Si le traité avantage formellement le Népal, dans les faits, l’Inde tire meilleur parti des accords bilatéraux. Les programmes de coopération indiens en matière d’infrastructures visent d’ailleurs à la construction de routes nord-sud reliant le nord de l’Inde au Téraï népalais et à la mise en place de postes frontière intégrés facilitant l’exportation de marchandises indiennes. Si la Chine veut faire du Népal son avant-poste commercial en Asie du Sud (elle développe les routes dans la partie nord du pays), l’Inde, premier investisseur étranger dans le pays, met également les moyens pour garder le Népal sous sa coupe commerciale. Enfin, l’Inde peut instrumentaliser la frontière et l’utiliser comme moyen de pression. Ainsi, de mars 1989 à juin 1990 elle a unilatéralement décidé de sa fermeture pour protester contre un rapprochement du Népal avec la Chine et a institué, contre la volonté du gouvernement népalais, un visa de travail pour les Indiens dans la vallée de Katmandou.

Comme la frontière est poreuse, la contrebande, de produits légaux ou illégaux, est élevée. Les « routes des voleurs » ou simplement la corruption aux postes de douane permettent l’exportation vers l’Inde de bois et de drogues et l’importation au Népal de ciment, de produits phytosanitaires ou de céréales subventionnées. Enfin, alors que les frontières himalayennes sont des rivières, la question du partage des ressources hydrauliques doit être abordée car 46% de l’eau du Gange provient des rivières népalaises et donc franchit la frontière. Les premières correspondances à propos des ressources en eau entre l’Inde britannique et le Népal datent de 1874. L’Inde finance des barrages hydroélectriques et d’irrigation sur les rivières en territoire népalais, notamment dans le Téraï, mais une fois de plus, cette coopération est jugée suspecte côté népalais.

Avantage à l’Inde

En 1977, le Premier ministre indien Desai rappelle au parlement indien : « Nous sommes liés au Népal par les liens de la géographie, par des intérêts économiques mutuels et par des liens religieux, sociaux et culturels entre nos deux peuples d’une manière unique sans équivalent ailleurs dans le monde ». Le traité de 1950 et les suivants réaffirment la nécessité de ces liens transfrontaliers à la fois impulsés par les pratiques des habitants et par des considérations géopolitiques. Les rapports déséquilibrés au profit de l’Inde font que les demandes d’abrogation du traité de 1950 sont fortes du côté du Népal même s’il est peu probable que le texte soit révisé. Il est aussi certain que Katmandou tire aussi son épingle du jeu par l’accès de ses ressortissants au marché du travail indien. Delhi, loin de vouloir contenir les flux de population, milite pour davantage de contrôles tout en souhaitant un assouplissement progressif des barrières douanières entre les deux pays.

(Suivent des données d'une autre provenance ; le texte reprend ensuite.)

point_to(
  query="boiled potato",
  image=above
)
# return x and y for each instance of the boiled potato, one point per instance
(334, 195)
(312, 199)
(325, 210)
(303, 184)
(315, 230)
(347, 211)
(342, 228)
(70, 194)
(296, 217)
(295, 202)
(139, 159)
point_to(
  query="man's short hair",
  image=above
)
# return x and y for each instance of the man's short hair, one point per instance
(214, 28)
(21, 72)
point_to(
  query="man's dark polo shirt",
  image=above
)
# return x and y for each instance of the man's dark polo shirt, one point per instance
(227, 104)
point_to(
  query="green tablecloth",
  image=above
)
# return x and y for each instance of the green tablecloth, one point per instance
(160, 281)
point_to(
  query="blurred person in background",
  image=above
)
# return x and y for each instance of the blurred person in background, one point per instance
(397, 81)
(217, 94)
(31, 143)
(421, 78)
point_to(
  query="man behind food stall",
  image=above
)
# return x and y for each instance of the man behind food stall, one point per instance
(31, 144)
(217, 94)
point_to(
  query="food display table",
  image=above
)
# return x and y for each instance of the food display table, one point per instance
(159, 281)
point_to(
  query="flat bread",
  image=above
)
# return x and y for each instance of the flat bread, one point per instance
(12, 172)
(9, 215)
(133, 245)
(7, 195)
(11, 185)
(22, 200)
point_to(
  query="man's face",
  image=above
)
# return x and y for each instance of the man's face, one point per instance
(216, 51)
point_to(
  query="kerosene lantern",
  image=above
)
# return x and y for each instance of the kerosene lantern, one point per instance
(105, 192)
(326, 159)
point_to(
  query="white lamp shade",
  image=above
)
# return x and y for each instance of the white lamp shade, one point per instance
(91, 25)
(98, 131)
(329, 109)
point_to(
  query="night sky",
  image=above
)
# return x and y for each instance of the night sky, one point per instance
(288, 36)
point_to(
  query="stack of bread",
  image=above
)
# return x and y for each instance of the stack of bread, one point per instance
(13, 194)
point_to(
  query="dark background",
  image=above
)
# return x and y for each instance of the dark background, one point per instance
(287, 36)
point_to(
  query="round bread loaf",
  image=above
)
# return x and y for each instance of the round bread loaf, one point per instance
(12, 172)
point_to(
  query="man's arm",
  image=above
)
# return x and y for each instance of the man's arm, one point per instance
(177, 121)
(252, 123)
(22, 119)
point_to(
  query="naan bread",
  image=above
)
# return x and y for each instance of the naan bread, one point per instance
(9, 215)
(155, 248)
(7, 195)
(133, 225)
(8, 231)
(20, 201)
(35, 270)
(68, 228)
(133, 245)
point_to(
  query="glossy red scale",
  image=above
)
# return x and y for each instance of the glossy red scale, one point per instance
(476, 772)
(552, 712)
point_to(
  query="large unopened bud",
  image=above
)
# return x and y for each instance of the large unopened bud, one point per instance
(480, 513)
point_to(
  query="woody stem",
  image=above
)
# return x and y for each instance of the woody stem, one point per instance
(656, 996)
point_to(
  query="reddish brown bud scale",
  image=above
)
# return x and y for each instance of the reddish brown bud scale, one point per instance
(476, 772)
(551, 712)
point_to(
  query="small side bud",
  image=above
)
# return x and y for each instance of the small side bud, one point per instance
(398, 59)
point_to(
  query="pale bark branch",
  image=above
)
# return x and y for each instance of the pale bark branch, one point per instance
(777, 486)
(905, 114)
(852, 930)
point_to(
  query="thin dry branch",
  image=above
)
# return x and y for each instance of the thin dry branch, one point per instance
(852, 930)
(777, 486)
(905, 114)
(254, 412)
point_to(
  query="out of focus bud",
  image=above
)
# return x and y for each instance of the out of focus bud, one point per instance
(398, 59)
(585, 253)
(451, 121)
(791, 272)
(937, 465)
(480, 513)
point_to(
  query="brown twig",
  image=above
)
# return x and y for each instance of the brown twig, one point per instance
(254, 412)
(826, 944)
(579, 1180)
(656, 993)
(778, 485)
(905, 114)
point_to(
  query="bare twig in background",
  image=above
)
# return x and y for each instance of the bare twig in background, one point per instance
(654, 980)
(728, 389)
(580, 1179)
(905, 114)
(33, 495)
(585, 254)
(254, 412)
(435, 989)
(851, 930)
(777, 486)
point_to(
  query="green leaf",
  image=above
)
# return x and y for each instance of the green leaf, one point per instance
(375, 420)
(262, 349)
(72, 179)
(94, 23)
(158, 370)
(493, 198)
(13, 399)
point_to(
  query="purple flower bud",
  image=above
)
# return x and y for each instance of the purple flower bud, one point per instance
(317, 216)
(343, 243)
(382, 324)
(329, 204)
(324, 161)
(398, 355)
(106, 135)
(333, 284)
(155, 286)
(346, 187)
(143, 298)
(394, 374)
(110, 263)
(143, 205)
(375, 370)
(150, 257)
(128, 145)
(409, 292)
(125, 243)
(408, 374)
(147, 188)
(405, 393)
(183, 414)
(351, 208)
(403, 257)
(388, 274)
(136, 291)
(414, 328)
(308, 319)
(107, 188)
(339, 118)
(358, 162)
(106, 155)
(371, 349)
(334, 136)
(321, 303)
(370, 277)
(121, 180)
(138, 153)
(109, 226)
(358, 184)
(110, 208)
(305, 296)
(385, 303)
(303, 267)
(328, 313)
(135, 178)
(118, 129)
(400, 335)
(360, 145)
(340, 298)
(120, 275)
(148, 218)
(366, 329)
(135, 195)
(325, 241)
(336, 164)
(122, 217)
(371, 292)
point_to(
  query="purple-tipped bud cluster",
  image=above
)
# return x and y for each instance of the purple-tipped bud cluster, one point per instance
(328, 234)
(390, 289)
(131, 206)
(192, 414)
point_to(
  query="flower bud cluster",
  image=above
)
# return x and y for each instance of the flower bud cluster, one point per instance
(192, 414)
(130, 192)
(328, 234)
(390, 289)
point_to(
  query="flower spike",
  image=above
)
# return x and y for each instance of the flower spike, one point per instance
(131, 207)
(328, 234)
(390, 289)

Aujourd’hui la frontière ouverte participe de la mainmise de l’Inde sur le Népal. À ce titre, elle s’inscrit dans la politique de sécurité du pays et lui permet de maintenir sa domination politique ou économique sur le versant sud de l’Himalaya. La vulnérabilité du Népal enclavé est renforcée par la puissance de l’Inde à ses frontières. Pour les habitants, la circulation permanente rend la séparation frontalière ténue. La double nationalité, interdite par les deux États, est néanmoins un fait avéré pour les populations frontalières ou d’autres Népalais installés en Inde. La fluidité des mouvements fait que l’Inde et le Népal ne sont pas vraiment des pays étrangers. L'effacement de la frontière internationale participe de ces perceptions mais il a aussi tendance à exacerber le nationalisme ou le sentiment anti-indien des hommes politiques népalais pour qui Delhi est un acteur trop important des changements politiques internes au Népal.

Références

•    DAS P., « Towards a regulated Indo-Nepal border », Strategic Analysis, 2008, Vol.32, n°5, pp.879-900.

•    DHARAMDASANI M.D. (ed.), India-Nepal Partnership and South Asia Resurgence, New Delhi, Kanishka Publishers, 2000.

•    DIXIT K.M. et RAMACHANDARAN S. (eds.), State of Nepal, Kathmandou, Himal Books, 2003.

•    KANSAKAR V.B.S., « Nepal-India open border : Prospects, problems and challenges », 2001, séminaire à Kathmandou. 

•    RAJBAHAK R.P., Nepal-India Open Border. A Bond of Shared Aspirations, New Delhi, Lancer Press, 1992.

•    WELPTON J., A History of Nepal, Cambridge, Cambridge University Press, 2005.